Miladın yedinci asrında, hayatın zulüm ve haksızlık girdabına hapsedildiği, merhametin kaybolmasının insani değerlere maliyetini, şairin; “dişsiz mi bir insan onu kardeşleri yerdi” diye tarif ettiği bir cahiliye dönemi,  mülkün yegâne sahibi, âlemleri yaratan ve yöneten Allah’ın, son vahiy ve peygamberle tarihin akışına müdahale etmesiyle çeyrek asırlık bir sürede, bütün insani ilkelerin ve ahlaki değerlerin şahika örneklerinin yaşandığı asr-ı saadete dönüşmüştür.  Bedevi bir toplumda başlayan hakikat mücadelesiyle kısa zamanda tevhit, adalet ve güzel ahlakın hâkim olduğu bir medeniyet inşa edilmiştir.

Bu manada İslam’ın Mekke Dönemi, Müslüman ahlakının ve mü’min kişiliğinin ilmek ilmek dokunduğu, iman ve kulluk bilincinin Allah’ın elçisinin ve hak davanın yanında sarsılmaz kalelere dönüştüğü ve İslam medeniyetinin sağlam temellerinin atıldığı örnek bir dönemdir. Adeta cennetten bir dönemi çağa taşıyarak asrısaadeti yaşatan ve cennetle muştulanan güzide insanların ahlak ve karakterinin inşa edildiği Mekke döneminin hakikat mücadelesine bakıldığında iki ana boyut dikkat çekmektedir.

Birincisi, insanın Allah ile ilişkisini en ideal düzeyde belirleyen, onu kula kulluktan kurtararak gerçek özgürlüğe eriştiren tevhit mücadelesidir. Putları ve bütün sahte ilahları terk ederek sadece Allah’a kulluğa davet eden ayetler bunun açık şahididir.

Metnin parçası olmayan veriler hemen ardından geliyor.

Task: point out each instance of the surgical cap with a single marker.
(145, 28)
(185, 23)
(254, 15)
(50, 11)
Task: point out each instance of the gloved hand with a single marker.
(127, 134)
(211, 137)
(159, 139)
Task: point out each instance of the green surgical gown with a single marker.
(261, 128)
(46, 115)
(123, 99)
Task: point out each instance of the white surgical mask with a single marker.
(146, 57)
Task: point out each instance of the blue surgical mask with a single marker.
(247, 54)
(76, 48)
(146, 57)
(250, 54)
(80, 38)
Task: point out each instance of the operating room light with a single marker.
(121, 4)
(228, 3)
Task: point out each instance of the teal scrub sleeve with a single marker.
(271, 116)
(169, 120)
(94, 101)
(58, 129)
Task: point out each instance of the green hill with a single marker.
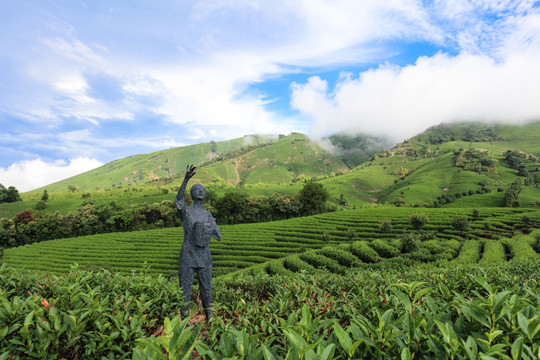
(164, 164)
(270, 244)
(456, 165)
(448, 161)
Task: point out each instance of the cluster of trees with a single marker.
(236, 207)
(95, 218)
(10, 194)
(474, 160)
(516, 161)
(512, 194)
(89, 219)
(473, 134)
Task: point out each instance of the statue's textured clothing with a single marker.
(199, 226)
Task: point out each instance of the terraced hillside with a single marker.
(163, 164)
(367, 235)
(449, 160)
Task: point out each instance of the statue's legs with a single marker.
(185, 277)
(205, 287)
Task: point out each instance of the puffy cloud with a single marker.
(402, 101)
(30, 174)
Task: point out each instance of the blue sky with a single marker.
(86, 82)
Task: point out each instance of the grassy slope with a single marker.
(416, 172)
(139, 169)
(250, 244)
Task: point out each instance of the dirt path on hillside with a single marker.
(237, 173)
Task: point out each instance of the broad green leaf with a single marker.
(266, 353)
(344, 339)
(517, 348)
(328, 352)
(406, 354)
(28, 319)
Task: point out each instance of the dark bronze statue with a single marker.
(199, 228)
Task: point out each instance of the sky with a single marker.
(83, 83)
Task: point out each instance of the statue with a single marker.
(199, 228)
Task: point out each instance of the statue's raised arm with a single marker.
(179, 199)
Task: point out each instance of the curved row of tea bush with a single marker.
(337, 259)
(251, 244)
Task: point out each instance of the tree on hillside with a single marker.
(313, 198)
(231, 206)
(10, 194)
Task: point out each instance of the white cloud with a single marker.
(401, 101)
(31, 174)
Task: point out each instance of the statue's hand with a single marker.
(190, 171)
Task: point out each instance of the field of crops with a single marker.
(377, 283)
(383, 311)
(244, 246)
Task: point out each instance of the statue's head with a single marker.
(198, 192)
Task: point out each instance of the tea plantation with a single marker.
(378, 283)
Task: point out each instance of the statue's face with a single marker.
(198, 192)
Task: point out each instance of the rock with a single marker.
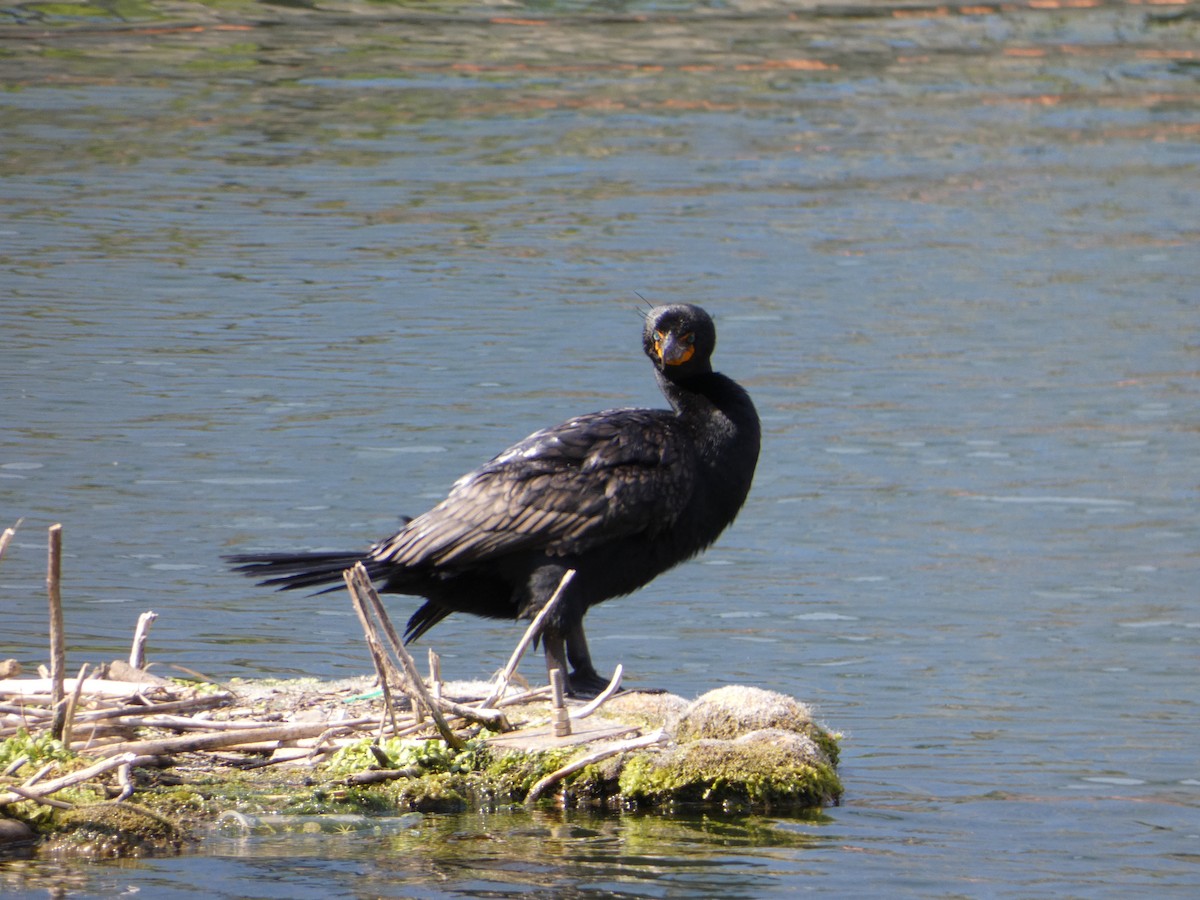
(736, 709)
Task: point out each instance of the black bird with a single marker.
(619, 496)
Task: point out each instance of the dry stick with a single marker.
(621, 747)
(75, 778)
(558, 705)
(361, 581)
(435, 675)
(24, 793)
(193, 743)
(125, 779)
(7, 535)
(162, 708)
(383, 665)
(58, 654)
(613, 687)
(72, 702)
(534, 629)
(138, 652)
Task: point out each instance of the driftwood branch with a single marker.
(613, 687)
(604, 753)
(76, 778)
(528, 637)
(359, 583)
(216, 741)
(58, 653)
(138, 651)
(9, 533)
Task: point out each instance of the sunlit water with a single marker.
(279, 277)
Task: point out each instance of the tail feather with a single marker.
(292, 571)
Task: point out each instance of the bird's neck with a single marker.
(712, 400)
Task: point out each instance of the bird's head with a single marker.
(679, 340)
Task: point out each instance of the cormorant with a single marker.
(619, 496)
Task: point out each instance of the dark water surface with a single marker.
(273, 275)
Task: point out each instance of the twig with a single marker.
(619, 747)
(138, 652)
(383, 665)
(193, 743)
(9, 535)
(125, 779)
(532, 633)
(373, 777)
(558, 705)
(58, 654)
(75, 778)
(72, 702)
(205, 701)
(27, 795)
(613, 687)
(435, 675)
(360, 582)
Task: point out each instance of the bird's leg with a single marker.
(556, 657)
(583, 681)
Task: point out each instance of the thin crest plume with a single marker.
(645, 313)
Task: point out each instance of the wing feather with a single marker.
(561, 491)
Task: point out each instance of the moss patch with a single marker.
(762, 769)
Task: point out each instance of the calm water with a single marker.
(273, 276)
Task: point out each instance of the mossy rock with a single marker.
(111, 831)
(765, 769)
(730, 712)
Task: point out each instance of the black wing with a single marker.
(562, 491)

İkincisi ise, insanın diğer insanlarla, toplumla, evren ve eşya ile ilişkisini hakkaniyet çerçevesinde belirleyen, adalet ve güzel ahlak mücadelesidir. Zira tevhidi öteleyerek insanın Rabbiyle ilişkisini zedeleyen, temel insanlık değerlerini suiistimal ederek insanın huzurunu bozan ve gelecek umudunu karartan cahiliye toplumunu ikaz eden ayetlere baktığımızda cahiliyenin enkazını ve İslam’ın hayat veren dünyasını açıkça görmekteyiz.

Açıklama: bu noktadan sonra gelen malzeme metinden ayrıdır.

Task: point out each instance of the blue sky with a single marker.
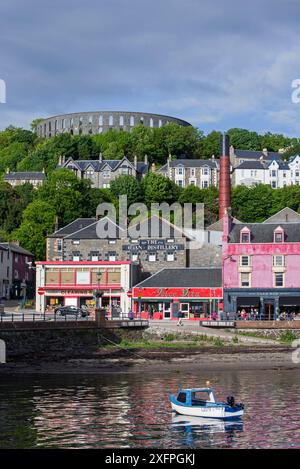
(217, 64)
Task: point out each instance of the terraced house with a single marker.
(101, 172)
(185, 172)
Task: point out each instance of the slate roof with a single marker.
(91, 231)
(25, 176)
(260, 165)
(184, 278)
(190, 163)
(257, 154)
(286, 215)
(75, 225)
(98, 166)
(251, 165)
(264, 233)
(16, 248)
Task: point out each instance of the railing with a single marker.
(57, 317)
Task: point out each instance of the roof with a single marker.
(286, 215)
(190, 163)
(156, 227)
(72, 227)
(25, 175)
(252, 164)
(93, 230)
(218, 225)
(184, 278)
(257, 154)
(99, 166)
(264, 233)
(16, 248)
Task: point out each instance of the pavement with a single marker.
(193, 328)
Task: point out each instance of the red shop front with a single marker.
(165, 303)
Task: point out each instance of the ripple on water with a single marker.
(133, 411)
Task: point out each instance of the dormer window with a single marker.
(245, 235)
(279, 235)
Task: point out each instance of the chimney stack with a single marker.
(224, 181)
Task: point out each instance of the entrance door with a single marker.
(185, 310)
(269, 311)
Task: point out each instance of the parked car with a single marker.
(72, 310)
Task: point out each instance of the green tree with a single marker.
(66, 194)
(158, 188)
(244, 139)
(38, 221)
(127, 185)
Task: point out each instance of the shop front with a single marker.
(166, 303)
(77, 283)
(263, 304)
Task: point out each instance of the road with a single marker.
(193, 328)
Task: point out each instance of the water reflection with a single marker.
(195, 430)
(132, 410)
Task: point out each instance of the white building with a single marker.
(275, 173)
(185, 172)
(74, 283)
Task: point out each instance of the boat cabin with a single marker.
(196, 397)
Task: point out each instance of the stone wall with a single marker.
(53, 344)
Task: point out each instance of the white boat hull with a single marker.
(218, 412)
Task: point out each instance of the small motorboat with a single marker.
(201, 402)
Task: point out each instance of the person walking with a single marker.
(180, 316)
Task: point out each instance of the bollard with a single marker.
(2, 351)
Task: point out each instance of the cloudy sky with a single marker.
(215, 63)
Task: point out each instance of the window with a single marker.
(278, 237)
(245, 261)
(181, 397)
(279, 279)
(83, 278)
(278, 261)
(245, 238)
(245, 280)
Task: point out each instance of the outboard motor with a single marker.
(231, 401)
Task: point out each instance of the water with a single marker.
(132, 410)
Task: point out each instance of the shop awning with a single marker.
(247, 301)
(289, 301)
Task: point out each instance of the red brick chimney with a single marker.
(224, 181)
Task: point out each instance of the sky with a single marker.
(214, 63)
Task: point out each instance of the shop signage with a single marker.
(179, 292)
(153, 245)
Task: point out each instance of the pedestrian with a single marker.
(130, 314)
(180, 316)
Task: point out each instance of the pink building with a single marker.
(261, 265)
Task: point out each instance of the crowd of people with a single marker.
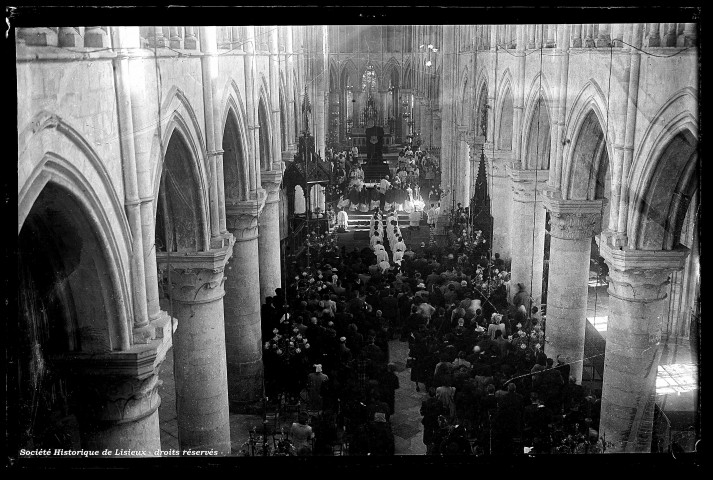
(476, 349)
(409, 187)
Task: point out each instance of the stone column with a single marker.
(196, 283)
(461, 181)
(572, 225)
(638, 286)
(209, 71)
(527, 229)
(120, 414)
(242, 305)
(448, 133)
(269, 236)
(500, 184)
(118, 396)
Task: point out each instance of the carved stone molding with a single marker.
(573, 219)
(196, 277)
(241, 218)
(640, 275)
(526, 184)
(112, 399)
(271, 181)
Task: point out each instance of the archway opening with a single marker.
(537, 144)
(506, 119)
(264, 136)
(179, 225)
(66, 303)
(234, 169)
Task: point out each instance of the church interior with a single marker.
(351, 240)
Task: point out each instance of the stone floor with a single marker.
(406, 422)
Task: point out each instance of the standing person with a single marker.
(430, 216)
(342, 219)
(302, 435)
(383, 187)
(521, 297)
(314, 386)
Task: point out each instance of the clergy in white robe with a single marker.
(342, 219)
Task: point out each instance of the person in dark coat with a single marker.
(431, 409)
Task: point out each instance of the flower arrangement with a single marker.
(286, 346)
(310, 281)
(258, 445)
(321, 243)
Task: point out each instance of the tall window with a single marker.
(368, 80)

Mekke’yi yaşanmaz hale getiren, insanı sömüren, sıradanlaştıran ve köleleştiren anlayışın altında yatan temel dürtülerden birisi de; insanın dünyaya, mala ve zenginliğe olan düşkünlüğünün azgınlığa, anarşiye ve sömürüye dönüşmesidir. Kıyamete kadar insanlığa kötü ve hazin bir örnek olarak tanıtılan ve adına müstakil sure tahsis edilen tek isim olan Ebu Leheb’in en büyük yanılgısı servetine aşırı güvenmesi, hayatını ve tavırlarını tamamen menfaati doğrultusunda kullanması ve daha çok kazanma hırsına yenik düşerek yanındaki peygamberi, insafı ve merhameti reddetmesidir. Allah, onun zelil oluşunu, onun gibi davrananların helak olmaya mahkûm oluşunu, malının ve kazancının ona hiçbir faydasının olmadığını, dahası ahirette alevli bir ateşe çarptırılacağını ve azgınlığında ona destek olanların da aynı kaderi paylaşacağını mücessem bir örnek olarak göstermektedir. (Leheb, 111/1-5)

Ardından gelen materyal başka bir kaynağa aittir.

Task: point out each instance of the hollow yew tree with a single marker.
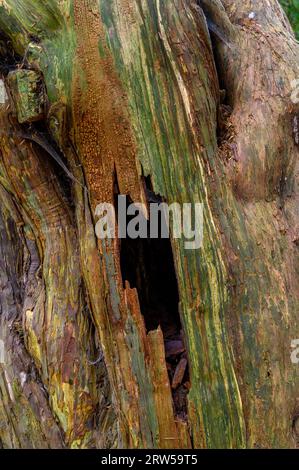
(142, 343)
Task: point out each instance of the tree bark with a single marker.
(188, 101)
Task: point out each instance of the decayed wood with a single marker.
(133, 91)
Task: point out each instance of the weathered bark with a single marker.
(132, 94)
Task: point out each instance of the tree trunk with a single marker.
(188, 102)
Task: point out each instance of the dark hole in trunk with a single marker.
(148, 265)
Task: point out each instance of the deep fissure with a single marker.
(148, 265)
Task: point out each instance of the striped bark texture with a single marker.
(189, 101)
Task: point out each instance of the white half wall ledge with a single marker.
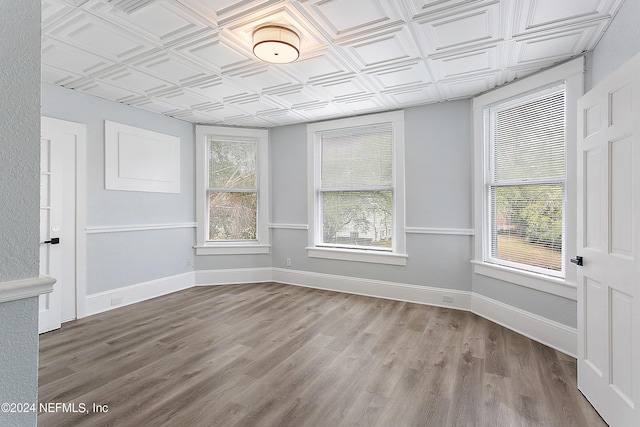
(543, 330)
(25, 288)
(140, 159)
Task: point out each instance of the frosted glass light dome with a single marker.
(276, 44)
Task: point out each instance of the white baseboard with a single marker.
(108, 300)
(553, 334)
(556, 335)
(233, 276)
(374, 288)
(548, 332)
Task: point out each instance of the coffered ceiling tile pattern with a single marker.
(193, 60)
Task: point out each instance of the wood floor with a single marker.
(276, 355)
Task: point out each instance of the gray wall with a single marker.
(115, 260)
(619, 44)
(19, 195)
(438, 195)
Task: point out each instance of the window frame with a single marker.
(571, 73)
(261, 245)
(397, 255)
(490, 182)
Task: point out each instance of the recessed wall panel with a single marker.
(592, 199)
(592, 120)
(621, 344)
(620, 104)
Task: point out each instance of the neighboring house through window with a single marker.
(232, 189)
(356, 188)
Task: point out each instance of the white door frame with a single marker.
(608, 291)
(79, 130)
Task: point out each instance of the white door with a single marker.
(58, 222)
(609, 243)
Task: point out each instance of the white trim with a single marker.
(289, 226)
(448, 231)
(376, 257)
(108, 300)
(80, 132)
(548, 284)
(556, 335)
(548, 332)
(143, 227)
(232, 249)
(233, 276)
(14, 290)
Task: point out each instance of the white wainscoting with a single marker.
(108, 300)
(445, 231)
(142, 227)
(374, 288)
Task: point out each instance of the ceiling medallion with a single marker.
(276, 44)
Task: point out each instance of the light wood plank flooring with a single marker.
(276, 355)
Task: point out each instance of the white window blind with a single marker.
(356, 187)
(233, 189)
(526, 177)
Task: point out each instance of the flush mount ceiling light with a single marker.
(276, 44)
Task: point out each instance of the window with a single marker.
(525, 182)
(357, 189)
(232, 190)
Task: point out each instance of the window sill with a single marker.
(358, 256)
(536, 281)
(233, 249)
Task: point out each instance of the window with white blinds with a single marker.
(525, 181)
(356, 187)
(232, 188)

Cahiliye toplumlarının ve dönemlerinin en bariz özelliklerinden birisi servetin belirli ellerde ve alanlarda toplanmasıdır. Böylece mutlu bir azınlık kurdukları sistem ile çoğunluğun emek ve alın terini gasp etmek suretiyle her geçen gün servetlerini katlayarak çoğaltmakta, güçlendikçe sıradan kitleleri kendisine daha çok mahkûm etmektedir. Bu zalimce tavrın sahipleri bütün hayatlarını daha çok mal biriktirmek üzerine kurgulamakta, mütemadiyen servetini listeleyerek kendini tatmin etmekte ve en vahim hata olarak malının kendini ebedi kılacağını zannetmektedir. Her şeyi ifsat eden ve hayatı yaşanmaz hale getiren bu hastalıklı tavrın sahipleri dünyada yaşayacağı büyük aldanışın yanında ahirette de tarifi imkânsız bir azaba düçar olacaktır. (Hümeze, 104, 1-9)  

Esas mesele bugün, bir cahiliye dönemini asr-ı saadete dönüştüren inancı, ilkeleri, ahlakı, azmi, gayreti doğru anlayarak, aynı mücadeleye talip olabilmektir.